Officers from Detachment 88 yesterday combed the scene of the shoot-out with bomb squad officers, mobile police brigade and Yogyakarta forensic police.

They recovered bullet casings and three motorcycles, which are expected to be sent to forensic experts for tests.

Detachment 88's commander, Brigadier-General Bekto Suprapto, told the Kyodo news agency that Dujanah was not in the gunfight. "It is certain that Abu Dujanah was not among them, but those who have been arrested and killed were his men," said General Suprapto, who was in Australia for the funerals of two federal police officers killed in the Yogyakarta plane crash.

The Yogyakarta ambush followed the posting of a bomb threat on Yogyakarta's provincial government website on Tuesday afternoon, but authorities said there was no connection.

The terrorism expert Sidney Jones, of the International Crisis Group, said Dujanah was an extremely high-value target for Indonesian authorities.
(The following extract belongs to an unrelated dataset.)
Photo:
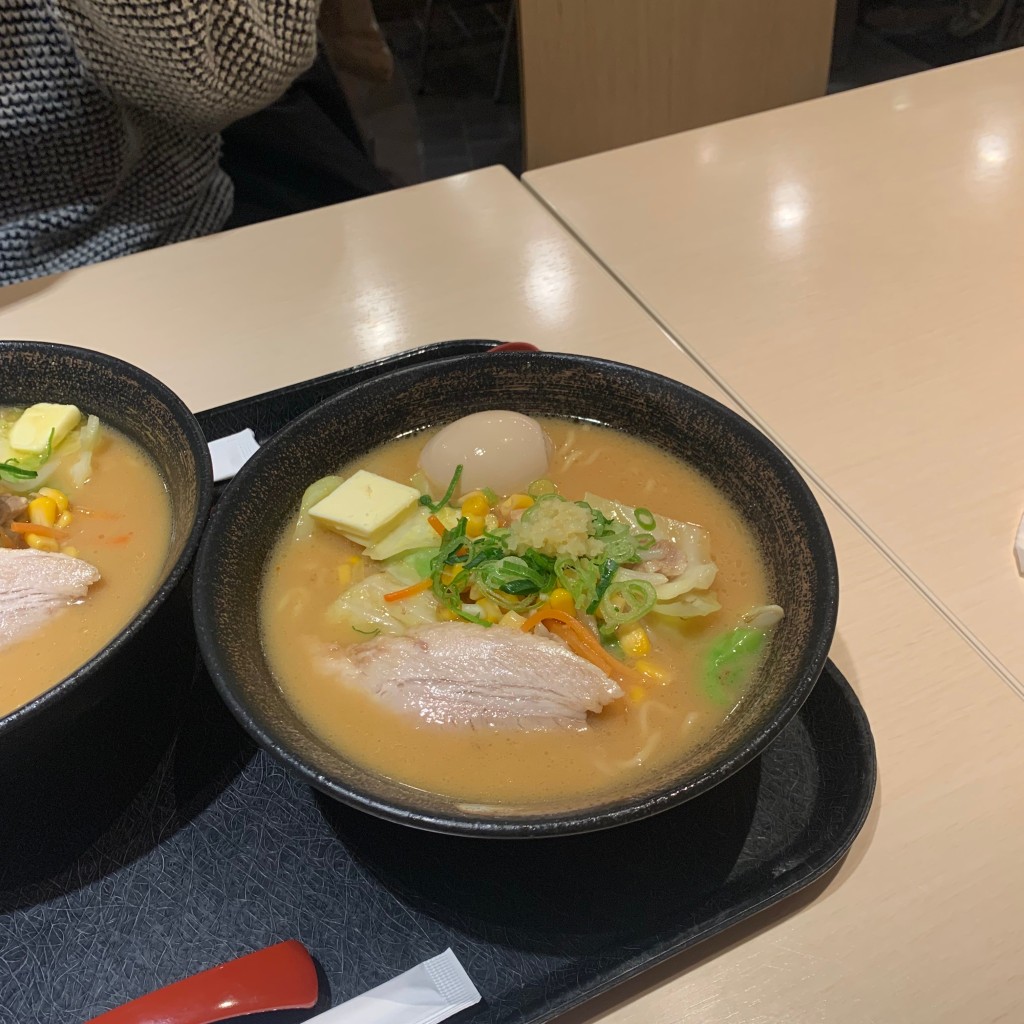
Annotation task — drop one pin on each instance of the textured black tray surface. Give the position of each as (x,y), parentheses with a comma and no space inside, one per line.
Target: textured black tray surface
(222,852)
"[Dujanah] is so high up in the Jemaah Islamiah network that he would have been able to provide information that could clarify exactly what the remaining structure of JI was in Indonesia today, who the leaders were, what the new structure of JI was and so on," she said.

She said every arrest aided the hunt for Noordin. "I think with every arrest they make, they understand more about how the network operates and understand more about who is involved," she said. "Every arrest helps but it doesn't necessarily provide the critical link."
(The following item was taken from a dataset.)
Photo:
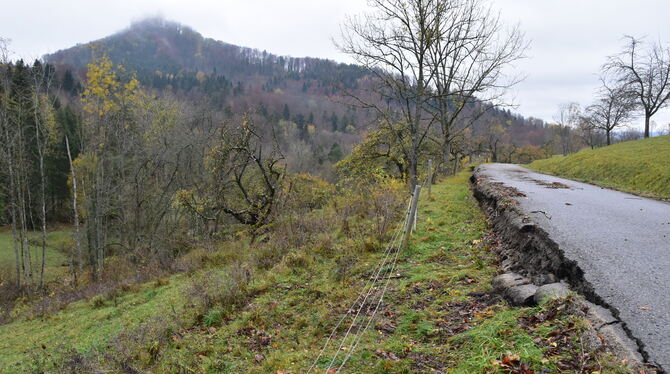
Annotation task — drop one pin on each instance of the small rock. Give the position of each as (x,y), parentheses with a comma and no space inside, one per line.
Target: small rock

Noordin, a Malaysian, has been called the most wanted terrorism suspect in Indonesia, and authorities have been involved in a nationwide hunt for him. In late 2005, Detachment 88 killed his accomplice, the bomb maker Azahari bin Husin, at his East Java hideout.

* Judges in Jakarta yesterday sentenced an Islamic militant, Hasanuddin, to 20 years' jail for ordering the beheadings of three Christian schoolgirls in Sulawesi, central Indonesia, in 2005.